My last post has been some time ago, so I thought I update you on my experiences with beetroot. As some of you know, each week I receive a "surprise vegetable&fruit box" and this time it included two beetroots. The first idea that sprang to my mind was a raw beet root carpaccio, the second was roasted beets. However, this is exactly what I have done the last two times with beet roots. So here is something else, two simple recipes, starting with a fabulous red hering salad.
Ingredients:
- 4 large hering filets (either in brine or in oil, they should be salty)
- 1 apple, I use Braeburn here, but anything similiar will do, just shouldn't be too sweet
- 1 onion
- 1 cooked beetroot (cook for 20 mins and then peel)
- 100 g yoghurt
- 100 g soured cream
- 100 g Schmand (I don't know if there is an english equivalent, i would just double the amount of soured cream)

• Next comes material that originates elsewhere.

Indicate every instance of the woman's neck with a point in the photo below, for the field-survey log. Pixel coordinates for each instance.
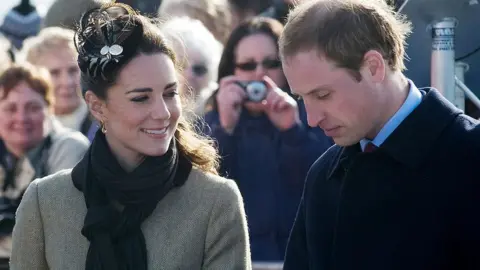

- salt, black pepper and a pinch of sugar
The assembly
- cut the fish, the beetroot and the apple into dice
- cut the onion into halves and then finely slice
- mix everything in a bowl, than add the dairy products
- add the spices to your taste
- put in the refrigerator for at least half an hour
That's it, optionally you can also chop in a boiled egg, I do prefer it on the side though. Serve with dark rye bread, preferably with Pumpernickl, if you can get hold of it!